You can also tell Maven to produce an artifact when compiling your project. The result will be a .jar file including metadata about the artifact. You can then install this jar file into a Maven repository and use it as a dependency in other projects.

Build lifecycle

A build lifecyle is a set of steps (phases) which Maven does to build the project. You can define your own lifecycle but the default lifecycle is used most of the time. Here is a list of most important phases in the default lifecycle:

  1. validate: Make sure project structure is correct and all required data are available
  2. compile: Compile source code files
  3. test: Run unit test files
  4. package: Package compiled files in a distributable format (e.g. JAR)
  5. install: Install package into the local repository.

There is also another important lifecycle named “clean“. This lifecycle will clean-up artifacts created during build lifecycle.

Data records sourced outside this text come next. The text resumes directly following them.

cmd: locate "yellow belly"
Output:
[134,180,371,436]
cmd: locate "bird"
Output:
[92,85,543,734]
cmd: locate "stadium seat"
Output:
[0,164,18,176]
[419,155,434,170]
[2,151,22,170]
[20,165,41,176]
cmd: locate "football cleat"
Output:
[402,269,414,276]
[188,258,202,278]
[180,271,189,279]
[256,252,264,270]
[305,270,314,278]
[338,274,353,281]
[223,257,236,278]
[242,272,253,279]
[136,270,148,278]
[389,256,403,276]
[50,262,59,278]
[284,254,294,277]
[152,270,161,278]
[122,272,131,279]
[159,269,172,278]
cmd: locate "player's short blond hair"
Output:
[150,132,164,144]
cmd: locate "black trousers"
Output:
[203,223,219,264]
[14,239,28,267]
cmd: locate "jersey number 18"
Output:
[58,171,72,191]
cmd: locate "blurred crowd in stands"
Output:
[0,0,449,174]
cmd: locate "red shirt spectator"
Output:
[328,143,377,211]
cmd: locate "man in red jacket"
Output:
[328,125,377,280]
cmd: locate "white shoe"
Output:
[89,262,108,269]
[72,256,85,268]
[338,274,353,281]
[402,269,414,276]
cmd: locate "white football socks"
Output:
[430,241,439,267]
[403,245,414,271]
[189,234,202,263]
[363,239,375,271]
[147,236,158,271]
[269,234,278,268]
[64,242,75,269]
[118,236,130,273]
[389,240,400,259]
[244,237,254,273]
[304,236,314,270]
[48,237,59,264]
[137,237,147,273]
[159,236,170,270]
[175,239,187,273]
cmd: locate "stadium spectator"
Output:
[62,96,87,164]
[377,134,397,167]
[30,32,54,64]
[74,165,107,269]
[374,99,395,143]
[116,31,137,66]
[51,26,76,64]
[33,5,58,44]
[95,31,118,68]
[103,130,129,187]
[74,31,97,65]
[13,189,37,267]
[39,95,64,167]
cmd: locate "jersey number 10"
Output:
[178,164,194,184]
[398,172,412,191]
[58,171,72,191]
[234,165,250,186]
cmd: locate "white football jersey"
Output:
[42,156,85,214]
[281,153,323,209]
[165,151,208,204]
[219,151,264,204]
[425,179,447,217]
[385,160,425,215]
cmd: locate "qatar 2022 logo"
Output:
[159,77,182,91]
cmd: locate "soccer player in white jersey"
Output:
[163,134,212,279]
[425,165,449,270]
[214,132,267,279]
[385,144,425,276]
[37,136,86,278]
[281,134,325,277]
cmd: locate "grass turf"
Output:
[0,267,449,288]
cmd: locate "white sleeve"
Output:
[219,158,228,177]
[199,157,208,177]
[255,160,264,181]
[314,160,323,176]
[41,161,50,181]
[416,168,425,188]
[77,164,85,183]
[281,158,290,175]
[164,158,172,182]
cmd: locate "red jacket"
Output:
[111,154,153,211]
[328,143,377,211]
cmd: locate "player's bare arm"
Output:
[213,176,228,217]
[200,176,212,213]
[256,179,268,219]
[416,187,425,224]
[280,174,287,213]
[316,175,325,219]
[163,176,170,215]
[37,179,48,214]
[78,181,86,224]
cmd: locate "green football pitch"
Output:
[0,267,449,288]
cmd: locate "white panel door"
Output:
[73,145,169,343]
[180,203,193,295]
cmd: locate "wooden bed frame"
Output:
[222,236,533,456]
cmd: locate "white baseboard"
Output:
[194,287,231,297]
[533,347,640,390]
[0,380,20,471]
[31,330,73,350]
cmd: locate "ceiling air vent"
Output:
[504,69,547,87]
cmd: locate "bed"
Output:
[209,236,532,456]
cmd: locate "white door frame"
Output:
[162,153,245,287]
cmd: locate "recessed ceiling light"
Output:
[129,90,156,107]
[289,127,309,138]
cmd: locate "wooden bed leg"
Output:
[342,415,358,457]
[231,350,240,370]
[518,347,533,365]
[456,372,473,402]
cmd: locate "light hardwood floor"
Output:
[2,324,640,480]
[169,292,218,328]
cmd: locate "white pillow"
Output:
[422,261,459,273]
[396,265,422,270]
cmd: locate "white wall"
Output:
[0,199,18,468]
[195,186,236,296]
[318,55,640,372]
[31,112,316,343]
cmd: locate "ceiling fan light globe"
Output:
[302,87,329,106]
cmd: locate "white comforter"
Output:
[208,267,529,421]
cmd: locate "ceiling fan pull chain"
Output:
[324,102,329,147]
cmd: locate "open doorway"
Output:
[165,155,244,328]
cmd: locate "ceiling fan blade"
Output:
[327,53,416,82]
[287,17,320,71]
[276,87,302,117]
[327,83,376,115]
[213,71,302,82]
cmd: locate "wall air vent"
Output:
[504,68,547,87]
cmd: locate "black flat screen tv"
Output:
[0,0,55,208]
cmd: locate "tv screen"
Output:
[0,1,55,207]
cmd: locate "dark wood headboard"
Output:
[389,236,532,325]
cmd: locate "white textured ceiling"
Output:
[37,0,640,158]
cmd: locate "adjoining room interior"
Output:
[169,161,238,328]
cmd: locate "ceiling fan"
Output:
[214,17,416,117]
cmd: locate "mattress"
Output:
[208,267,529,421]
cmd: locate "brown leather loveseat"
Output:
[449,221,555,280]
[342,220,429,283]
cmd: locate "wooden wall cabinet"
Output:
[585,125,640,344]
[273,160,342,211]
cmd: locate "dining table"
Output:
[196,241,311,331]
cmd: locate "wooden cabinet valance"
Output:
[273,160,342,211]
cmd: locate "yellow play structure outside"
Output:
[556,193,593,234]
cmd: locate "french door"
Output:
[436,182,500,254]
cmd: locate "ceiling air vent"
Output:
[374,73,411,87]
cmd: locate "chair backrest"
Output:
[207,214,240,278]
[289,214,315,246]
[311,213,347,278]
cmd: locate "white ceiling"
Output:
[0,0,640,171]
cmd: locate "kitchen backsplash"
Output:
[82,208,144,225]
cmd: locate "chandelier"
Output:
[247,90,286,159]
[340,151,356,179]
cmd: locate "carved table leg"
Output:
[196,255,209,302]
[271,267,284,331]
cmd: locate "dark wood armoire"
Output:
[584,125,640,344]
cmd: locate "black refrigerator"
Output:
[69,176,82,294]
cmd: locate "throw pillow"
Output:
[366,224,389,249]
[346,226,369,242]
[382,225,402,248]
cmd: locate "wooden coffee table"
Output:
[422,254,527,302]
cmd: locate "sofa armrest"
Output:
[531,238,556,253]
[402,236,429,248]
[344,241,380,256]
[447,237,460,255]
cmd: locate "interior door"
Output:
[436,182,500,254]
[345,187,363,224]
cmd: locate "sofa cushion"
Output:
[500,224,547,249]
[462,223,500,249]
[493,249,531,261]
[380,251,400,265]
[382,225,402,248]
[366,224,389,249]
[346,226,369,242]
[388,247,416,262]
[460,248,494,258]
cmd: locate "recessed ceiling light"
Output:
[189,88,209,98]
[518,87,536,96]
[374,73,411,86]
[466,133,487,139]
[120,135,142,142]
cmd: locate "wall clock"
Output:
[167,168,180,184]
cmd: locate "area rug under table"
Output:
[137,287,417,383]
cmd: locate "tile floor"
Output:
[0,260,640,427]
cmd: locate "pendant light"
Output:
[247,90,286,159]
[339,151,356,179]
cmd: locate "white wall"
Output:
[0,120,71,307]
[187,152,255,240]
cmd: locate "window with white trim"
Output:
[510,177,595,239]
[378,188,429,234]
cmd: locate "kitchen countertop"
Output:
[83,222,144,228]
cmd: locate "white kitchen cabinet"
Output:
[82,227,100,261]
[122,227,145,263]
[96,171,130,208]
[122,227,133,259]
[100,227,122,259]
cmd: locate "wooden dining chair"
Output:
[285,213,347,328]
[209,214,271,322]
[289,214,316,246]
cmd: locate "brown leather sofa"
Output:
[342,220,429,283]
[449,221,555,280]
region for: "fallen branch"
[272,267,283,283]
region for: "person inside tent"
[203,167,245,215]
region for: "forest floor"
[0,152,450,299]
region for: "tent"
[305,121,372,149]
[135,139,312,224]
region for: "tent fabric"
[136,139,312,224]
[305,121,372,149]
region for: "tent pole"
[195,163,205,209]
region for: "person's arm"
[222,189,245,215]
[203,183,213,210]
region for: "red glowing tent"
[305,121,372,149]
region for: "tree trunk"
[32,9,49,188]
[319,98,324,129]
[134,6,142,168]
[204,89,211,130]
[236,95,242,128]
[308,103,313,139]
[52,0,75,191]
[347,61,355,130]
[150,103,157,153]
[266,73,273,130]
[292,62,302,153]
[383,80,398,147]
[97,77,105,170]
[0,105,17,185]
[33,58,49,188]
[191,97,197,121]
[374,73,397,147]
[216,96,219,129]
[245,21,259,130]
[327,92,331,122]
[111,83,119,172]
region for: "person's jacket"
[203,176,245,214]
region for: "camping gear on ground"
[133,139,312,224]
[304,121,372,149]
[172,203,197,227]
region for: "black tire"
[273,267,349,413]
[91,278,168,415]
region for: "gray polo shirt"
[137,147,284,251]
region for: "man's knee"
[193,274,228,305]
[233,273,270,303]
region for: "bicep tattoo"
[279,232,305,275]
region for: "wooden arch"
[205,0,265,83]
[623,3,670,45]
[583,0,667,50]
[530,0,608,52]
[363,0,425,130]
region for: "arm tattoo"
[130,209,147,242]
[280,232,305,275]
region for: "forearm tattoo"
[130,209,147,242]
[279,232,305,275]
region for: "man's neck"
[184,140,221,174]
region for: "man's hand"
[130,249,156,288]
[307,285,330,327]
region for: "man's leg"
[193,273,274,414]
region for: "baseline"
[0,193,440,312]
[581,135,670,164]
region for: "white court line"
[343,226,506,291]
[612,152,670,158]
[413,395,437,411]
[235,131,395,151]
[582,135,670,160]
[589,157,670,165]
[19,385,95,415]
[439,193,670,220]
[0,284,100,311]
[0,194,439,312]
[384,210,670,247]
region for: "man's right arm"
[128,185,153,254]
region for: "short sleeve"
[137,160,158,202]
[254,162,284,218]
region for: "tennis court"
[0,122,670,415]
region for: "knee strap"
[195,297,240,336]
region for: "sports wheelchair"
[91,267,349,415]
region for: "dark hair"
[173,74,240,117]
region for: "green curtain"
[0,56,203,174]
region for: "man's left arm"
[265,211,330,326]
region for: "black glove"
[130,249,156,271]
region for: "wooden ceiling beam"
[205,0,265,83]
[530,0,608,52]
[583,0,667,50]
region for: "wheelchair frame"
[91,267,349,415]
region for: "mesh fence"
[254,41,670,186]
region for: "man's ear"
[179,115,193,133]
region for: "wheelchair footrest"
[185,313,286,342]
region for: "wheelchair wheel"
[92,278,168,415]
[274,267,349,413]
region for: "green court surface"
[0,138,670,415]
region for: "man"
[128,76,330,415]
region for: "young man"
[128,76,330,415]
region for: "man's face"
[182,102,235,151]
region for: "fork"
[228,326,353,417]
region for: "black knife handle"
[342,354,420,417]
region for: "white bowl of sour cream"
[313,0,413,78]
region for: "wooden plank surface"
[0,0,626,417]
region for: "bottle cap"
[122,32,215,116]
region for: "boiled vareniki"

You can call Maven command like tool and give the name of the phase or lifecycle to execute:

mvn clean package

Above command will run clean lifecycle and then will run build lifecycle up to ‘package‘ step. The target of the operation is the current directory.

Directory structure

Maven expects a standard project structure in your project. You have to follow this structure:

Suppose the root directory of the project is named ‘myapp‘:

  • myapp/pom.xml
  • myapp/src/main/java/com/mahdix/App.java: Source code files should reside in this location and below, according to your package names.
  • myapp/src/test/java/com/mahdix/Test.java: Location for test files

You will run Maven command line utility on the root directory of the project where there is pom.xml file.

POM.xml

Here is the general structure of a pom.xml file:

<project xmlns="http://maven.apache.org/POM/4.0.0">
 <modelVersion>4.0.0</modelVersion>
 
 <groupId>com.mahdix</groupId>
 <artifactId>my-app</artifactId>
 <version>1.0</version>
 <packaging>jar</packaging>
 
 <name>Test Application</name>
 <url>http://www.mahdix.com</url>
 
 <dependencies>
   <dependency>
     <groupId>junit</groupId>
     <artifactId>junit</artifactId>
     <version>4.8.2</version>
   </dependency>
</dependencies>
</project>

Here is explanation of important parts:

  • modelVersion: Specifies the model version of the Maven tool we use, this should always be 4.0.0
  • groupId, artifactId, version: These tags specify information about the current project
  • dependencies: This tag lists dependencies of the project. Maven will automatically fetch, download and install required JAR files according to the dependency list provided. You just need to specify artifacts that you need.